We can create a subquery to determine the visitHome events:

(SELECT sessionId as sessionId1,
timestamp as timestamp1
FROM [events.log]
WHERE name = "visitHome") AS step1

And similarly the other install events:

(SELECT sessionId as sessionId2,
timestamp as timestamp2
FROM [events.log]
WHERE name = "install") AS step2

And finally the other signIn events:

(SELECT sessionId as sessionId3,
timestamp as timestamp3
FROM [events.log]
WHERE name = "siginIn") AS step3

Then we want to left-join that with the install event:

(SELECT sessionId1,
timestamp1,
timestamp2
FROM step1
LEFT JOIN step2
ON sessionId1 = sessionId2 AND timestamp1 < timestamp2

However, BigQuery does not currently allow for inequalities in LEFT JOIN ON clauses. We can use IF expressions instead:

(SELECT sessionId1,
timestamp1,
IF(timestamp1 < timestamp2, timestamp2, NULL) as timestamp2
FROM
(SELECT sessionId1,
timestamp1,
timestamp2
FROM step1
LEFT JOIN step2
ON sessionId1 = sessionId2)
) AS steps1_2

Now do the same for the signedIn event:

(SELECT sessionId1 as sessionId,
timestamp1 as visitHomeTimestamp,
timestamp2 as installTimestamp,
IF(timestamp2 < timestamp3, timestamp3, NULL) as signInTimestamp
FROM
(SELECT sessionId2,
timestamp2,
timestamp3
FROM steps1_2
LEFT JOIN step3
ON sessionId1 = sessionId3)
) AS steps1_2_3

Obtaining the subquery we desire!

Note: for large tables, you’ll want to use LEFT JOIN EACH and GROUP BY EACH to use BigQuery’s more scalable (but more resource-intensive) algorithms.
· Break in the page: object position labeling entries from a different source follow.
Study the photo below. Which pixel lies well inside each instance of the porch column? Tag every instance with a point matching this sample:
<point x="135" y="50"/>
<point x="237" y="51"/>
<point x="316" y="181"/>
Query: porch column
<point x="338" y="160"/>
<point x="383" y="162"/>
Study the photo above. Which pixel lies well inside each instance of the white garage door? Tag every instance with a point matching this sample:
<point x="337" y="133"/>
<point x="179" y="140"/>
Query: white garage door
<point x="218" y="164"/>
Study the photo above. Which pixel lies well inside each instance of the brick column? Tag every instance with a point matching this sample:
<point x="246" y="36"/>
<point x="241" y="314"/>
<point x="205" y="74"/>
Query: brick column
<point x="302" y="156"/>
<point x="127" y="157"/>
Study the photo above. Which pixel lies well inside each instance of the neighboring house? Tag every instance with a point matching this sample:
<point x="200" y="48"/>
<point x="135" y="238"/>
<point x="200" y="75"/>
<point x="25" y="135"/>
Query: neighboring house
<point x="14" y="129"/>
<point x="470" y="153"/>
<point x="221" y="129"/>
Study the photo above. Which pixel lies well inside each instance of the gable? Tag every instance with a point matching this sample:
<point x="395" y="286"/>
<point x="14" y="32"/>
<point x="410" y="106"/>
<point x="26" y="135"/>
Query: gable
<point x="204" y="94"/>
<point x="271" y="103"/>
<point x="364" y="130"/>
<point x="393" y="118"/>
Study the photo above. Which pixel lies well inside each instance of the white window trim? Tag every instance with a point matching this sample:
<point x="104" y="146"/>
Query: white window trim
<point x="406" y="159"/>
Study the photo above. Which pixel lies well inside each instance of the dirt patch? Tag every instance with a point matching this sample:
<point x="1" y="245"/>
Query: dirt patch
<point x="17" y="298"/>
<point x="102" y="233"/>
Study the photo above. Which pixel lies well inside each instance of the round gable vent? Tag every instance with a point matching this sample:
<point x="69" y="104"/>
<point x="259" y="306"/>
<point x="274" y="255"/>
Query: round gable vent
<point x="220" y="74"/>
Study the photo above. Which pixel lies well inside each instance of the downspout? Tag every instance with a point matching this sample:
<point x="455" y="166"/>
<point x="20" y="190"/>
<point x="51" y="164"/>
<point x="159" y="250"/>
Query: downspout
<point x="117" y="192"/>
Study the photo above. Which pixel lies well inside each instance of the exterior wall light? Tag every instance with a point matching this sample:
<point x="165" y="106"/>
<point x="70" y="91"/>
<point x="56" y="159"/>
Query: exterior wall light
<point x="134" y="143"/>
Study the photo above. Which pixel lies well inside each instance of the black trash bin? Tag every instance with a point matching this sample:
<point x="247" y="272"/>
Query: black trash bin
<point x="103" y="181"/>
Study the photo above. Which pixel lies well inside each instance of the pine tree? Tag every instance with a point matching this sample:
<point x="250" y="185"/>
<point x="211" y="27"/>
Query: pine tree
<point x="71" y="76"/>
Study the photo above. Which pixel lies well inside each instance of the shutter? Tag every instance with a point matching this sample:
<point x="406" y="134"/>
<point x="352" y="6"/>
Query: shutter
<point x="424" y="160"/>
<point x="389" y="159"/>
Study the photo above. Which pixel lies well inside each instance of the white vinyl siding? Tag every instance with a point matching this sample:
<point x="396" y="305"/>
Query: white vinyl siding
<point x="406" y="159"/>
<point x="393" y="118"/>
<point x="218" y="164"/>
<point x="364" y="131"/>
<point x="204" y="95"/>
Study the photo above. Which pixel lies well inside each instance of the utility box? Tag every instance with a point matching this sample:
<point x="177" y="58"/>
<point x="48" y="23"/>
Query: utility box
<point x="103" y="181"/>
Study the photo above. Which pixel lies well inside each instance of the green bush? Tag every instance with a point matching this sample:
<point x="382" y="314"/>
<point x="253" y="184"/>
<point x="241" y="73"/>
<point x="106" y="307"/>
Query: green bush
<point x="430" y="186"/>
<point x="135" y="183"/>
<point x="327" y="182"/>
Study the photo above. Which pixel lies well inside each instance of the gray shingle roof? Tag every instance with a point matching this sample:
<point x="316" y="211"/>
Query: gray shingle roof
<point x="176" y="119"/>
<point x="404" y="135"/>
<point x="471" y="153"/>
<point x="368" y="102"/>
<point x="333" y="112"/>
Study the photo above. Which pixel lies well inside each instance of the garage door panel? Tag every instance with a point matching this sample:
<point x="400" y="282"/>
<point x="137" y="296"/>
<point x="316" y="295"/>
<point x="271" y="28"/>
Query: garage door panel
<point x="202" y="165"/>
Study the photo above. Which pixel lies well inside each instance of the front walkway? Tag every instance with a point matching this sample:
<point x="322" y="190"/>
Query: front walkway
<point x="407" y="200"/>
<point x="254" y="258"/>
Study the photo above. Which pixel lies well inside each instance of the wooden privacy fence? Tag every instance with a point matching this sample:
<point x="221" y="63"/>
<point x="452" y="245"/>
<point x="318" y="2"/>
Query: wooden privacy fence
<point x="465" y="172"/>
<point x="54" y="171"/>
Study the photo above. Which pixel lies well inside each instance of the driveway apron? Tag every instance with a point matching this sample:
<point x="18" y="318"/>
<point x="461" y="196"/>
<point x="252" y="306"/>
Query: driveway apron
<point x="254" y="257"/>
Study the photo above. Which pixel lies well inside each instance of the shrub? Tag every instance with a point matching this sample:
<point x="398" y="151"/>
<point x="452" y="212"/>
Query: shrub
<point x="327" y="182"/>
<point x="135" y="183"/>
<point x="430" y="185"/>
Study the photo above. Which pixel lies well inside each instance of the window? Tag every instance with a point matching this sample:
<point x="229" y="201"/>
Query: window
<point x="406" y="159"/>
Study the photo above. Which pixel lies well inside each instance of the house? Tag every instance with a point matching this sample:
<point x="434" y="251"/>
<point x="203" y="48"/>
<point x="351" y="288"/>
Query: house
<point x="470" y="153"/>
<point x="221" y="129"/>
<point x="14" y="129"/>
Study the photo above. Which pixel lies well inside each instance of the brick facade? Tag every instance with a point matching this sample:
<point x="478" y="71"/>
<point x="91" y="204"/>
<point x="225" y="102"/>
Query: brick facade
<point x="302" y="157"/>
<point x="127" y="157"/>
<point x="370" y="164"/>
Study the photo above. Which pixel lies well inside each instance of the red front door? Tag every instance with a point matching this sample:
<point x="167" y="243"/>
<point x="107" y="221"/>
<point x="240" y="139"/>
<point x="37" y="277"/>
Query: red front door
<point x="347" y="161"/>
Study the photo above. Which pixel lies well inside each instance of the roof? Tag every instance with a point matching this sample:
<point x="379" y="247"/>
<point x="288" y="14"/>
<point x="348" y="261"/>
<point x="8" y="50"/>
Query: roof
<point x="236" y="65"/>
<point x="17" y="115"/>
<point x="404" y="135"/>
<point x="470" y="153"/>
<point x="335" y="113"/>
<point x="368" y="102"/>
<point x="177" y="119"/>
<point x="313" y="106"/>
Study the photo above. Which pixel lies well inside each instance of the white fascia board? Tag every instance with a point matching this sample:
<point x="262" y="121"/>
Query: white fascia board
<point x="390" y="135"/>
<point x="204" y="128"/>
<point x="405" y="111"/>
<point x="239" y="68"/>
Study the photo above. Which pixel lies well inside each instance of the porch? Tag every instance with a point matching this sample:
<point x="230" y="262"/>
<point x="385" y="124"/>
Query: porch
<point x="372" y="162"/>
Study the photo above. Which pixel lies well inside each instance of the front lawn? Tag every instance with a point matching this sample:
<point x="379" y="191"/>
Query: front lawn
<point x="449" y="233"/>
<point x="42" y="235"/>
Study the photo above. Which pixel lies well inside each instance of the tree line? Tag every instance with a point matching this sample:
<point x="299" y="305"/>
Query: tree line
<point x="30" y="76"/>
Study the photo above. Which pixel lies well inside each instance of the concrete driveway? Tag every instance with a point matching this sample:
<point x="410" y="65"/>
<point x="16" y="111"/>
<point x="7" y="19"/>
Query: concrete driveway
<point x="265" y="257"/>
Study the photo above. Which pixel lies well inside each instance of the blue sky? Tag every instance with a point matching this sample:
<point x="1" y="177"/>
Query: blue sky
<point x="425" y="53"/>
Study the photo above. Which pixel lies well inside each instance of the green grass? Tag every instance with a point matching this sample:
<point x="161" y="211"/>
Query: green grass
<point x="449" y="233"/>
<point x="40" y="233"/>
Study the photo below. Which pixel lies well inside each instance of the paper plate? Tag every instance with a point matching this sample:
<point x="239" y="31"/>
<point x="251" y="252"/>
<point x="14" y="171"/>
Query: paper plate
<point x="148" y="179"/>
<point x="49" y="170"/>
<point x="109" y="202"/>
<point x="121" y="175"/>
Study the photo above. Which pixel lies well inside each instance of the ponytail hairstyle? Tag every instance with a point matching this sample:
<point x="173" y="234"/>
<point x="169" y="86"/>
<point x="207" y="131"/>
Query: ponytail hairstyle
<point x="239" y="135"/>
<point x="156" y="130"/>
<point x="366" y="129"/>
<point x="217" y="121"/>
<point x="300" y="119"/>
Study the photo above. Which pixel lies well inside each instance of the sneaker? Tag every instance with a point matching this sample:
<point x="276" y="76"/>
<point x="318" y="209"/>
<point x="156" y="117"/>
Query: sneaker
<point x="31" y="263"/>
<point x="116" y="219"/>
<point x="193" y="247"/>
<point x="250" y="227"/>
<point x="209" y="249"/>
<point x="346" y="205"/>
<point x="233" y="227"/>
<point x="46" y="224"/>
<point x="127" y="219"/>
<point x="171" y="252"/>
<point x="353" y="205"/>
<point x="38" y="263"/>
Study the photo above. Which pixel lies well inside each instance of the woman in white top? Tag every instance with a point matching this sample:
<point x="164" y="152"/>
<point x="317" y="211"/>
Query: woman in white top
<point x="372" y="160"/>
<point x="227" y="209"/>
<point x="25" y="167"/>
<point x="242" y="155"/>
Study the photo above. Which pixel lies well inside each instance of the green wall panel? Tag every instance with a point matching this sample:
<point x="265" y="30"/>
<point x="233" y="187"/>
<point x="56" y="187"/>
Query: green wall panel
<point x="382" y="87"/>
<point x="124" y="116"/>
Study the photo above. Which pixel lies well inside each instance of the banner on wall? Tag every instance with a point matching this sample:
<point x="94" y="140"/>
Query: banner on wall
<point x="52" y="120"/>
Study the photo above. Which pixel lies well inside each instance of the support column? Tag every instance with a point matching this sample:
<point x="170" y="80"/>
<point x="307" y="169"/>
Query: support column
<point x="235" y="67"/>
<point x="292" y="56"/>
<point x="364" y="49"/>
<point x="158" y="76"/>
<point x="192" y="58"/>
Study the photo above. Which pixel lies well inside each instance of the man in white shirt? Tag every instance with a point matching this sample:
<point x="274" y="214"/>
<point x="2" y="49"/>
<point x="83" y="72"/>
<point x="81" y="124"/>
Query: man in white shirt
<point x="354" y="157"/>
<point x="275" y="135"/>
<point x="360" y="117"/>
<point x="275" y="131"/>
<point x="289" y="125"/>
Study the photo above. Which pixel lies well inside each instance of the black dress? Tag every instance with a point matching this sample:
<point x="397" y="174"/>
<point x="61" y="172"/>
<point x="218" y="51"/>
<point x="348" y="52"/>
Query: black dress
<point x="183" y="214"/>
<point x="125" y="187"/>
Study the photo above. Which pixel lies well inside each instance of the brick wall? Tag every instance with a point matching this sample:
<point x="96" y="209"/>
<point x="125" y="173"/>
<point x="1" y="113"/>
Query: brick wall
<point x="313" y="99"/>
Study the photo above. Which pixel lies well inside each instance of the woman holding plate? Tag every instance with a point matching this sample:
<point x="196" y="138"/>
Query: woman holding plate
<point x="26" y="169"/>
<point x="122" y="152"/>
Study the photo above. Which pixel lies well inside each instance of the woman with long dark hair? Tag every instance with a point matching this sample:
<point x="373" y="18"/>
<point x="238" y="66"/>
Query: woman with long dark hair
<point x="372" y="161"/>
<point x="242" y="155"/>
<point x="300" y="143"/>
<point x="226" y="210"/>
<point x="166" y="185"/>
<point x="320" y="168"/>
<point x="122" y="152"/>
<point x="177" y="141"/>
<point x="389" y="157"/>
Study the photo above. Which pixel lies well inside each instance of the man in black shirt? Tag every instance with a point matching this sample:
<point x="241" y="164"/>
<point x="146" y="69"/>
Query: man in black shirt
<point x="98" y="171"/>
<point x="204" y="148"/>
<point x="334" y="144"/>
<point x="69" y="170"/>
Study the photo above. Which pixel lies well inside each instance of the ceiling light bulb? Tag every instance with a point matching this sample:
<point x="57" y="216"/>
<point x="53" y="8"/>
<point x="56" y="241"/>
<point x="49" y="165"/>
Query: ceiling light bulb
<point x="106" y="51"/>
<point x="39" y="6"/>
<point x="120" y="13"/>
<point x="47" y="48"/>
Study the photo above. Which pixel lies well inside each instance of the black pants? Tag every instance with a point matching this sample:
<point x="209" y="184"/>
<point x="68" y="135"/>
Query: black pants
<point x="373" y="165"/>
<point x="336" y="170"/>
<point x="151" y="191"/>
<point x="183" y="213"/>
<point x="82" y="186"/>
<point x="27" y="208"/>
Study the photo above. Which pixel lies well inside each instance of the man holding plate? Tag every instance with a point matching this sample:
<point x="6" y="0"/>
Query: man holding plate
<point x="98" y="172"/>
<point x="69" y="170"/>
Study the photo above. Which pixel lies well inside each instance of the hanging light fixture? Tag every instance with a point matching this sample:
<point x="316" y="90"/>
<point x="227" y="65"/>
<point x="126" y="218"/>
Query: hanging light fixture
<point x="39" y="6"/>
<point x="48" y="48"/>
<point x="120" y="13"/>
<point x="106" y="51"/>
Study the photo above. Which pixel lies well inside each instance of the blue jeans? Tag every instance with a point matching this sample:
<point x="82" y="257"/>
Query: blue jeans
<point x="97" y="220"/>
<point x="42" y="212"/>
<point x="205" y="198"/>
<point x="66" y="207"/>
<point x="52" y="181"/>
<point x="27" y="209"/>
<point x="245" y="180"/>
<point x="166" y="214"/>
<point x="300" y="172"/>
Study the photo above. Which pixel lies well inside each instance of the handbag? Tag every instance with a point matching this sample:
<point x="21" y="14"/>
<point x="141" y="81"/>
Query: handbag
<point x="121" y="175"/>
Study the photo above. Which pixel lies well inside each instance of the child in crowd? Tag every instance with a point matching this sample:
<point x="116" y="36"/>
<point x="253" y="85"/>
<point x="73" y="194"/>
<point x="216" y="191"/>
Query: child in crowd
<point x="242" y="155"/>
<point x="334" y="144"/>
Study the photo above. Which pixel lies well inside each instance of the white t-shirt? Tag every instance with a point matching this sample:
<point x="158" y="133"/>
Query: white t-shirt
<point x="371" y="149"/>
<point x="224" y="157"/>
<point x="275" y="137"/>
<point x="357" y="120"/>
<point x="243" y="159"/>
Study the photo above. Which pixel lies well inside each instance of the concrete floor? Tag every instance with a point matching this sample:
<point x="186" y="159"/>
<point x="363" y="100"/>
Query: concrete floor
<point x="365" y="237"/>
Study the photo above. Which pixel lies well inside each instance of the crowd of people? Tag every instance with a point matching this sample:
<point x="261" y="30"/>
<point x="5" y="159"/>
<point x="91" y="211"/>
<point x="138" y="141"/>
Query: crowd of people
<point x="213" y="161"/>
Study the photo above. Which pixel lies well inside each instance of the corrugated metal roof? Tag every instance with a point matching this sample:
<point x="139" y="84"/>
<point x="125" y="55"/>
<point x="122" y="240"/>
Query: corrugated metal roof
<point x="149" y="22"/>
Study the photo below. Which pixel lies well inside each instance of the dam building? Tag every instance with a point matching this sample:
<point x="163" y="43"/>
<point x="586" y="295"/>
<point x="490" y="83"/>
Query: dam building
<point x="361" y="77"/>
Also note that it is possible that other events are interleaved between the events we are querying for, which is not an issue for us but it something to be aware of when using this technique.

Funnel queries are complex (imagine a 10-step funnel), and writing them by hand is cumbersome. To make this easy, we added functionality to the Streak BigQuery Developer Tools Chrome extension (which is open source). Using the extension, you go to the BigQuery Web UI and write something like:

funnel
table [events.log]
timestampColumn timestamp
joinColumn sessionId
nameColumn event
steps visitHome,install,signIn

Then press the Expand Templates button to generate your funnel. You can graph the results using the extension as well. We hope you find this useful.